An 18-year-old girl reportedly gang-raped by three teenagers nearly

two years ago admitted to the defense during cross-examination on

Tuesday that she lied to her parents many times because she could get

away with it and to the police because she was scared.

The girl was 16 when Greg Haidl, son of Orange County Assistant

Sheriff Don Haidl, Kyle Nachreiner and Keith Spann allegedly drugged

her, raped her in the Haidls’ Corona del Mar home and assaulted her

with various objects.

The girl has been on the stand since May 18. Haidl’s attorney,

Joseph Cavallo, completed his two-day cross-examination on Tuesday

making way for Nachreiner’s attorney, John Barnett, who asked why she

wasn’t truthful to her parents and the detectives who questioned her

days after the incident.

Barnett asked if she told her parents where she was the night of

July 5 right after her alibi failed and they had caught her

red-handed at a friend’s house.

“I didn’t tell them everything because I didn’t feel like they

needed to know right then,” she said.

The defense attorney went on to question the girl about her

“image” among her friends and parents. The girl said she had been

made an outcast by her friends after the incident.

She said she had sex with Greg Haidl despite knowing he was her

friend’s boyfriend and that it was wrong.

“I knew having sex with him was wrong, but I wanted to,” she said.

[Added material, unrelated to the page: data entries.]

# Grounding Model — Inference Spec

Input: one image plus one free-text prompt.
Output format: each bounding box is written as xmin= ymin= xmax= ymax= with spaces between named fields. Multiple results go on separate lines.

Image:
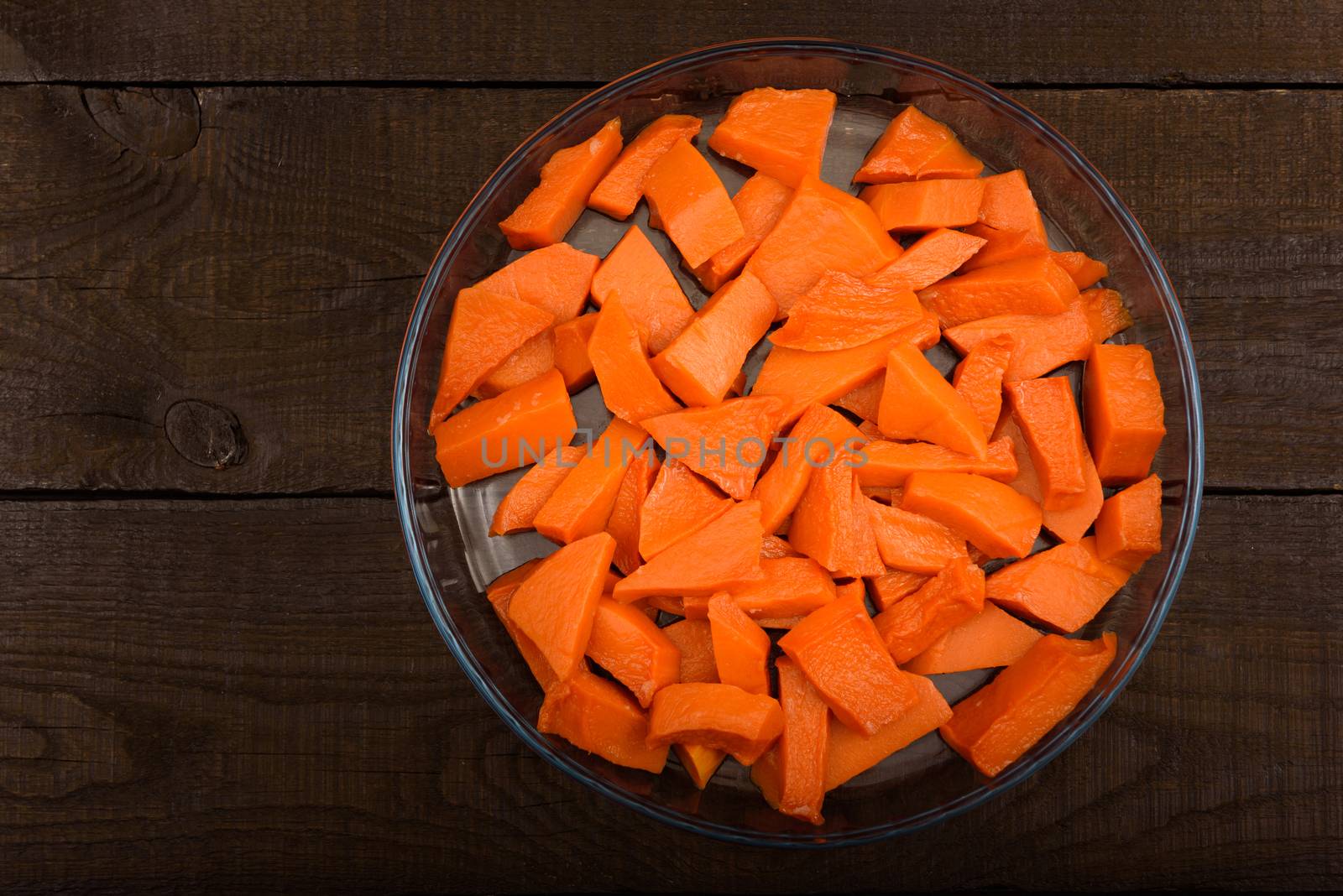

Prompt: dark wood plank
xmin=0 ymin=87 xmax=1343 ymax=493
xmin=0 ymin=0 xmax=1343 ymax=83
xmin=0 ymin=497 xmax=1343 ymax=892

She said her parents trusted her so much that it was easy for her

to get away with all the lies.

“It was easy to lie because I never got caught,” the girl said

calmly.

Barnett also asked why she lied to detectives on July 9, 2002,

about her drinking.

The girl told police then that she was not drunk but “tipsy” on

the night of July 4 when she reportedly had sex with both Haidl and

Spann. Defense attorneys say she also had sex with Nachreiner that

night, in the swimming pool only 10 minutes after she met him for the

first time.

The girl told Barnett she had flirted with Nachreiner, joked with

him and teased him, but never had sex with him.

Barnett asked if she was still joking when sitting naked on

Nachreiner’s lap as the teenager was visibly excited.

“Yes,” she replied.

The girl testified during the trial that she was drunk that night

and had taken 10 swigs of Bacardi and had some tequila. But the

Bacardi was only part of the reason she acted “inappropriately” with

Nachreiner, she said.

“What was the other part?” Barnett asked.

“Because I was being stupid,” she said.

The girl said she lied to the police about her drinking on July 4

and barely mentioned her encounter with Nachreiner in the pool

because she wanted to “downplay July 4.”

“I didn’t know how it would play into what happened on the 5th,”

she said.

The girl said her lie didn’t bother her during the interview with

detectives, but she was upset with herself afterward.

Barnett asked why she told police she didn’t remember what

happened July 5, the night of the alleged rape. He asked if she had

watched television programs about date rape or if she knew that women

who were given a date-rape drug sometimes didn’t remember the

horrible things that had happened to them while under the influence

of the drug.

“I told [police] I had a lack of memory because that was the

truth,” the girl told Barnett.

The girl also maintained she had no knowledge that Spann was

videotaping the two of them having sex on June 30, 2002.

Barnett asked if she saw the video two days later and remarked to

her friends: “Look, I’m a porn star.”

“No,” the girl replied.

She said she told Haidl to erase the tape and he told her he

would. She said Spann did as he was told when she asked him to stop

recording.

“And I thought he would change,” she said. “I really liked him.”

Defense attorneys completed their cross-examination of the girl

late Tuesday afternoon.

The prosecution is expected to rest its case today. The judge is

also scheduled to hear the defense’s motion for mistrial.

One of Haidl’s attorneys, Pete Scalisi, said it is not the

defense’s burden to prove whether the girl was unconscious during the

incident.

“That’s the prosecution’s burden,” he said. “The government must

prove that she was intoxicated to the extent where she was unable to

give consent. The real issue in this case is whether the boys had

reason to believe there was consent.”

The girl, wearing a powder-blue suit, was calm for the most part

Tuesday but snapped at Cavallo when he asked if she was on the stand

testifying to make her father happy.

“I’m here because these three boys need to go to jail,” she said.